3. Configure a Role for Web Identity in AWS:

   • The next step is configuring an AWS role for web identity. This role will be used to grant permissions based on the authenticated identity from Okta. For a detailed walkthrough, visit the official AWS documentation on creating roles for identity providers.

   

4. Log in to Team Edition as an Administrator.

5. Enable AWS Services and AWS OpenID Provider:

6. Navigate to Settings -> Administration -> Server Configuration and select the checkboxes for both Cloud (AWS) and AWS OpenID.

7. Configure Identity Provider

   • Continue to Settings -> Administration -> Identity Providers.
   • Click on the + Add button to begin configuring a new identity provider.

   

   Below is the table with fields to be completed for configuring the identity provider:

   Field	Description
   Provider	Select AWS OpenID from the dropdown menu.
   ID	Enter a custom name for the identity provider.
   Configuration name	Specify the configuration name.
   Description (optional)	Provide a brief description of the identity provider.
   Icon URL (optional)	Enter the URL of an icon to represent this identity provider in Team Edition.
   Client ID	Use the Client ID from the Okta application.
   Client Secret	Use the Client Secret from the Okta application.
   IDP auth endpoint URL	Format as https://{okta_domain}/oauth2/v1/authorize.
   IDP token endpoint URL	Format as https://{okta_domain}/oauth2/v1/token.
   Custom scopes	The custom scopes. Use with ; delimiter.
   Role ARN	Enter the ARN for the WebIdentity role from AWS.
   Name of an AWS role claim	Name of the AWS role claim that contains the name of the AWS role.
   Group: Administrators	Administrators group ID. This is the group's unique ID. All users from this group will be associated with the role of Administrator
   Group: Developers	Developers group ID. This is the group's unique ID. All users from this group will be associated with the role of Developer
   Group: Managers	Managers group ID. This is the group's unique ID. All users from this group will be associated with the role of Manager
   Group: Editors	Editors group ID. This is the group's unique ID. All users from this group will be associated with the role of Editor
   Group: Viewers	Viewers group ID. This is the group's unique ID. All users from this group will be associated with the role of Viewer
   Restrict access if user role does not match	If enabled, users whose SSO groups are not mapped to any role in the provider configuration will not be able to log in.

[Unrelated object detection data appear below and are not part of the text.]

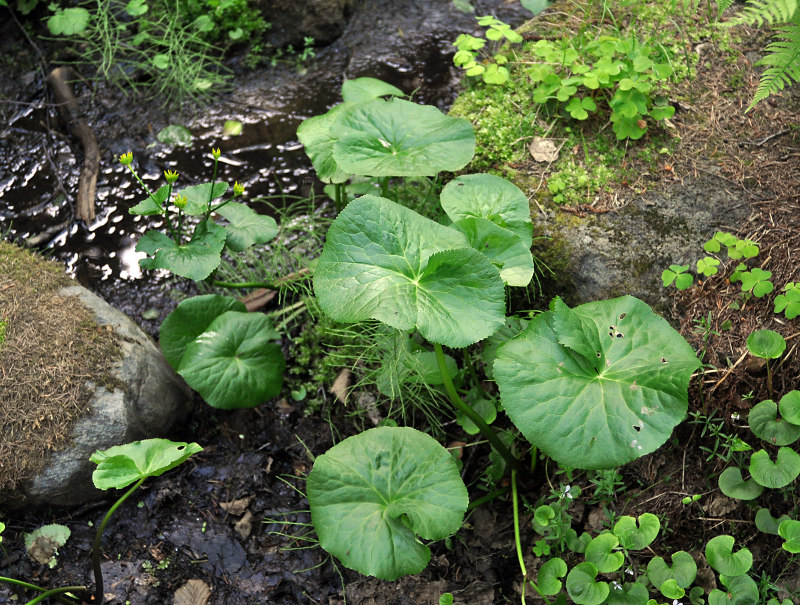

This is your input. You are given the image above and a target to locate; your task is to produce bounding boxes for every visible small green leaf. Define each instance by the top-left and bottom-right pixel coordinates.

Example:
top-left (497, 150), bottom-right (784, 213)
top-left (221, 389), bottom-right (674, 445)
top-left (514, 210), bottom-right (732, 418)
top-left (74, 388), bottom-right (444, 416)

top-left (613, 513), bottom-right (661, 550)
top-left (749, 447), bottom-right (800, 489)
top-left (536, 557), bottom-right (567, 596)
top-left (156, 123), bottom-right (193, 147)
top-left (89, 439), bottom-right (203, 490)
top-left (747, 330), bottom-right (786, 359)
top-left (706, 535), bottom-right (753, 576)
top-left (306, 427), bottom-right (469, 581)
top-left (567, 561), bottom-right (610, 605)
top-left (778, 519), bottom-right (800, 554)
top-left (718, 466), bottom-right (764, 500)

User provisioning will also skip such users. If disabled, all authenticated users will be able to log in regardless of group mapping.

   Important

   The Role ARN added during this step acts as the default role. It's not advisable to use an administrator role at this step. It is recommended to use a role with minimum privileges during provider setup.
   
   After the provider is configured, you will see an AWS Role ARN field for each user, where you can specify a role with higher privileges, if necessary.

   • After filling in the fields, click on the Create button to complete the identity provider configuration.

   Info

   For instructions on configuring AWS Regions, see AWS Settings.

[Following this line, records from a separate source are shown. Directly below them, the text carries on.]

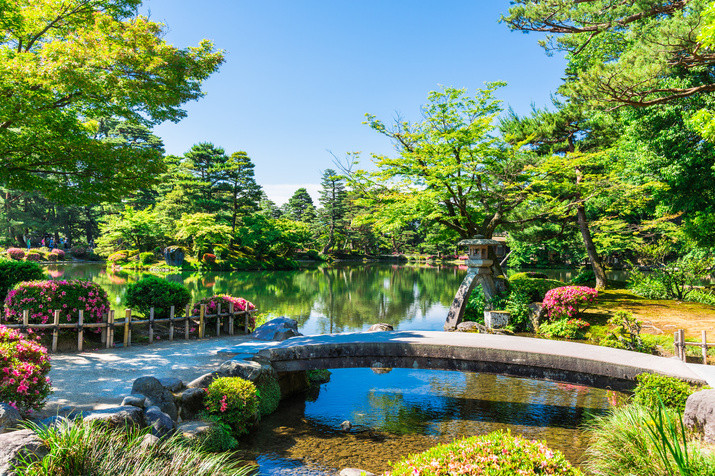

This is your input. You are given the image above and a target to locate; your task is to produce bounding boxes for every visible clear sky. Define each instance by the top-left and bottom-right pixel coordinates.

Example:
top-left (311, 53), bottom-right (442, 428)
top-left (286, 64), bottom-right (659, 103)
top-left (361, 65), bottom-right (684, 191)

top-left (142, 0), bottom-right (564, 204)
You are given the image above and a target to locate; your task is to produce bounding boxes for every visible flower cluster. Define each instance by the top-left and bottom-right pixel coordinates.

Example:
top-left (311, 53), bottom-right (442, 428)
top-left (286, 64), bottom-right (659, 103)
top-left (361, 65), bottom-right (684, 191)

top-left (7, 248), bottom-right (25, 259)
top-left (191, 294), bottom-right (256, 329)
top-left (385, 431), bottom-right (580, 476)
top-left (544, 286), bottom-right (598, 320)
top-left (0, 326), bottom-right (50, 413)
top-left (4, 280), bottom-right (109, 324)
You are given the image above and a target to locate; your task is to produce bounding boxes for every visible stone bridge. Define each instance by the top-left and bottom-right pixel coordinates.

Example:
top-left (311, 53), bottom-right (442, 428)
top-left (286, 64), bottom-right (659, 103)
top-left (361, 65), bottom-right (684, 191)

top-left (224, 331), bottom-right (707, 390)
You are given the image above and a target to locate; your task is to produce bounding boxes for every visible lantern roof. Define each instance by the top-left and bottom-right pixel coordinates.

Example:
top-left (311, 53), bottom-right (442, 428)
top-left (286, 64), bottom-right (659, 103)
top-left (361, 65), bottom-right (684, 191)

top-left (457, 235), bottom-right (501, 246)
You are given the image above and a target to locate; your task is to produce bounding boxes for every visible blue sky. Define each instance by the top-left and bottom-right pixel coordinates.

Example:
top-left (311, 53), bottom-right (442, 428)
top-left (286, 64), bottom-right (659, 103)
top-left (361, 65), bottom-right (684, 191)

top-left (142, 0), bottom-right (564, 204)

8. Copy Redirect and Sign out Links:

9. Enter the newly created identity provider.

10. Copy the Redirect link and the Sign out link.

    

11. Update Redirect URIs in Okta:

12. In your Okta application, navigate to General -> Login.
13. Under Sign-in redirect URIs, paste the copied Redirect link.
14. In the same section, locate Sign-out redirect URIs and paste the Sign out link there.

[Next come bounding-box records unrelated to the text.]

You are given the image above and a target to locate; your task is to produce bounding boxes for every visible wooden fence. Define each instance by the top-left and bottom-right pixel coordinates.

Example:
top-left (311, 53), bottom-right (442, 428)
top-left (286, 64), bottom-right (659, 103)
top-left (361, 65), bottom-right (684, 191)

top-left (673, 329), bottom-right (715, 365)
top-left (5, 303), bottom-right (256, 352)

15. Click Save in Okta to finalize these configurations.

    

16. Now you can log in through the newly created Federated authentication method in Team Edition, using the Configuration name you assigned during the setup.

    

17. Verify the Integration of AWS OpenID and Okta

    1. Once logged in, click on your username in Team Edition and navigate to the User Info tab.
    2. Here, you should see two tokens. Their presence indicates that the integration of AWS OpenID and Okta has been successfully completed, and Team Edition has access to the necessary credentials.

    

18. Following successful login, you can access the databases listed in Cloud Explorer that are integrated with your AWS account.